Crop evaluation before harvest/

Crop evaluation before harvest

Evaluating maize (corn) before harvest is crucial for determining the optimal time to start the harvest and ensuring the maximum yield and quality of the crop. The evaluation focuses on several key indicators that signal the crop's readiness for harvest. These indicators relate to the physiological maturity of the maize, the moisture content of the kernels, and the condition of the stalks and leaves. By carefully monitoring these signs, farmers can decide the best time to harvest their maize to achieve the highest quality and minimize losses.

Key Factors for Maize Crop Evaluation Before Harvest

1. Kernel Moisture Content

The moisture content of the maize kernels is one of the most critical factors in deciding when to harvest. Ideally, kernels should be harvested when their moisture content is between 20% and 25% for high moisture corn that will be stored in silos or used for silage. For grain that will be dried and stored, the desired moisture content at harvest is typically around 15% to 18%. Harvesting at the correct moisture content is essential for preventing mold growth and ensuring the grain is suitable for storage.

2. Kernel Black Layer Formation

The formation of a black layer at the base of the maize kernels is a clear indicator of physiological maturity. This black layer signifies that the kernel has ceased exchanging nutrients with the rest of the plant, indicating that the kernels have reached their maximum dry matter accumulation and are ready for harvest. This stage typically occurs when the moisture content of the kernels is approximately 30%, after which it gradually decreases to the ideal harvest moisture levels.

3. Stalk and Leaf Condition

Evaluating the condition of the stalks and leaves can provide insights into the overall health of the crop and its readiness for harvest. Stalks that begin to lose their green color and become more brittle may indicate that the plant is nearing or has reached maturity. However, it's essential to balance timely harvest with the risk of stalk lodging (falling over), especially in conditions where the stalks become too dry.

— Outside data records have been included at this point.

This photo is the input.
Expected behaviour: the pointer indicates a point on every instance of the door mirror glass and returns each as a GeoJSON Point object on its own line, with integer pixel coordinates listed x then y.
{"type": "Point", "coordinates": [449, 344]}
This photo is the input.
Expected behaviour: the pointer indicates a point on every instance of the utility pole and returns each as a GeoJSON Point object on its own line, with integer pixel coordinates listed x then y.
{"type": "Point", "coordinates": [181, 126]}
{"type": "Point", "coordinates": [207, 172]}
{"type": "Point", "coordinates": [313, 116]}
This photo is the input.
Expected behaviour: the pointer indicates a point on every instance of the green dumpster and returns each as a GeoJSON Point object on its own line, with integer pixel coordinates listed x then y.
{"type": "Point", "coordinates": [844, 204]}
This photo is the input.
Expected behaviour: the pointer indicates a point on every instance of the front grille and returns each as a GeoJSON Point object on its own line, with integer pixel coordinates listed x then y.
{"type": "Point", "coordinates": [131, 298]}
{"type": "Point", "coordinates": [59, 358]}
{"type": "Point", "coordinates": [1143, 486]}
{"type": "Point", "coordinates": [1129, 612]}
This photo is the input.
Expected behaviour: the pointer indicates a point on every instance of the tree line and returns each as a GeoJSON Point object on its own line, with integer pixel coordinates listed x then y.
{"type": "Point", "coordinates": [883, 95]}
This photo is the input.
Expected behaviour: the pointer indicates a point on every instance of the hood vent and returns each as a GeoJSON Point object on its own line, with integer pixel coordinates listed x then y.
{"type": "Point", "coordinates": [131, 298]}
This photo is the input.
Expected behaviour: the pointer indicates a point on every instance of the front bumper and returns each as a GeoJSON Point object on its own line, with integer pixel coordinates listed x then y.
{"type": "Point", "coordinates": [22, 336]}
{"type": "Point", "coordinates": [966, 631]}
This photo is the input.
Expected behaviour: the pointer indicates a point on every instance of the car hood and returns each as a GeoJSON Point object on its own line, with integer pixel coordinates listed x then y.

4. Grain Fill and Cob Firmness

Assessing the grain fill and firmness of the cob can help determine if the maize has reached its full potential. Well-filled kernels that tightly pack the cob and a firm cob structure are good indicators of crop maturity and readiness for harvest.

When to Start the Harvest

The ideal time to start the maize harvest varies depending on geographic location, weather conditions, and the specific maize variety. However, the general rule is to begin the harvest when the majority of the crop meets the optimal criteria for moisture content, physiological maturity (black layer formation), and overall plant health. Monitoring weather forecasts is also crucial, as adverse weather conditions (e.g., heavy rains, early frost) can necessitate adjusting the harvest timing to protect the crop's quality.


Evaluating a maize crop before harvest requires careful consideration of several factors, including kernel moisture content, the formation of the black layer, and the condition of the stalks and leaves. By closely monitoring these indicators, farmers can optimize their harvest timing to ensure the highest yield and quality of their maize crop. Proper evaluation and timely harvest are essential components of successful maize production, impacting both the immediate returns and the long-term sustainability of farming operations.